Q: Was there some kind of template that you followed? Was there anything you modeled on United Airlines, which was already in bankruptcy at the time?
A: I don't think we fixated on United. And there was no real template, not from an airline industry point of view. The general experience in airline bankruptcies is not good. There's no real model. ... But from a practical notion, we knew that the longer you stay in bankruptcy, the harder it is to adapt to the environment once you come out. With the US Airways [hostile takeover] bid last November, for instance, we felt it would lengthen our stay in bankruptcy. That's one of the reasons we were so adamantly set against it.
Personally, I thought there was no way the Department of Justice would approve it, and when US Airways had talked about merging some of their operations [back in 2000], negotiations took 18 months.
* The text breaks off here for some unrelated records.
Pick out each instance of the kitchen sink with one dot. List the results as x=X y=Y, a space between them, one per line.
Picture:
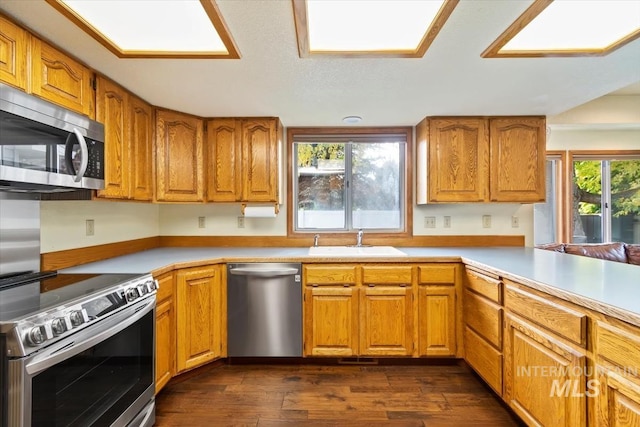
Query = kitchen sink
x=339 y=251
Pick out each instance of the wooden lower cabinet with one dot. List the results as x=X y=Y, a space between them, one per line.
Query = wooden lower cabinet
x=483 y=326
x=617 y=349
x=165 y=331
x=618 y=398
x=198 y=315
x=358 y=310
x=437 y=321
x=386 y=321
x=544 y=377
x=165 y=344
x=331 y=321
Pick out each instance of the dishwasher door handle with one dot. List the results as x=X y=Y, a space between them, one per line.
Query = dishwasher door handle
x=263 y=272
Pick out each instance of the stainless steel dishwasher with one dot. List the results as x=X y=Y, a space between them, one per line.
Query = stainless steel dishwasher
x=264 y=310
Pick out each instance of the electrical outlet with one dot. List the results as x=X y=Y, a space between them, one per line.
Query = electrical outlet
x=90 y=227
x=429 y=222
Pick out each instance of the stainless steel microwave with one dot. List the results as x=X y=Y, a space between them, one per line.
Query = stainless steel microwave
x=46 y=148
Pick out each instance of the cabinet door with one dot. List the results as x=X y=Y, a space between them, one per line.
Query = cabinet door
x=437 y=321
x=619 y=399
x=141 y=149
x=260 y=160
x=330 y=321
x=518 y=147
x=544 y=378
x=60 y=79
x=386 y=321
x=224 y=180
x=165 y=332
x=458 y=160
x=198 y=316
x=13 y=54
x=165 y=347
x=179 y=158
x=112 y=109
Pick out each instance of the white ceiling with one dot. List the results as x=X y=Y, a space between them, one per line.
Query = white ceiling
x=271 y=80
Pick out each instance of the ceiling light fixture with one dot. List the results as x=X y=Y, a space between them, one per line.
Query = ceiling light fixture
x=352 y=120
x=140 y=28
x=569 y=28
x=379 y=28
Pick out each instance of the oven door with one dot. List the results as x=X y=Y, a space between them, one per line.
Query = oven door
x=101 y=376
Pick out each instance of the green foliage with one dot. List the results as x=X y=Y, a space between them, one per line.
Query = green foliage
x=625 y=186
x=308 y=154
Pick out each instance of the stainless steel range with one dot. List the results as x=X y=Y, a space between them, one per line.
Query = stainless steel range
x=79 y=355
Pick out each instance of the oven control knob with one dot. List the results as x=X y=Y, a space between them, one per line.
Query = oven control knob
x=58 y=326
x=36 y=335
x=78 y=317
x=131 y=294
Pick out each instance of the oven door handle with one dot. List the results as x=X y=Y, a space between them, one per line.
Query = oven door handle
x=89 y=337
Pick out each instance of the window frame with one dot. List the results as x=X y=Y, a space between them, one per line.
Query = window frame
x=335 y=236
x=598 y=155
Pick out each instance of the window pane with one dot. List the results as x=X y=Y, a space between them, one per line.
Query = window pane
x=587 y=201
x=376 y=185
x=545 y=214
x=321 y=185
x=625 y=201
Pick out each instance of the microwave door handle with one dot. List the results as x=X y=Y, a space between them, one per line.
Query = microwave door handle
x=84 y=155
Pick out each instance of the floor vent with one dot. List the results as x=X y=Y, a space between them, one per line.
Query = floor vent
x=357 y=361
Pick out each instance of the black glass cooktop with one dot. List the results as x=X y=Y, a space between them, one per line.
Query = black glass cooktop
x=25 y=298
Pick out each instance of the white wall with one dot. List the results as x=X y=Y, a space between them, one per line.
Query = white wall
x=220 y=220
x=62 y=223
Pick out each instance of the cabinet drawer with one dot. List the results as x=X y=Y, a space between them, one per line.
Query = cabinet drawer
x=618 y=346
x=559 y=319
x=484 y=359
x=444 y=274
x=485 y=285
x=330 y=274
x=484 y=317
x=387 y=274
And that was without bankruptcy. And after all that, the government turned it down. We didn't want that to happen. We thought it will just extend our stay and produce nothing but delay.
Q: What about litigation? How did you keep a lid on that?
A: At the beginning, we said, "Let's not fight everything; let's solve as much as we possibly can without litigation." The bankruptcy process is usually a bunch of pit bulls fighting each other. In that environment, everybody is angry, sharp of tongue. We didn't want to get into that.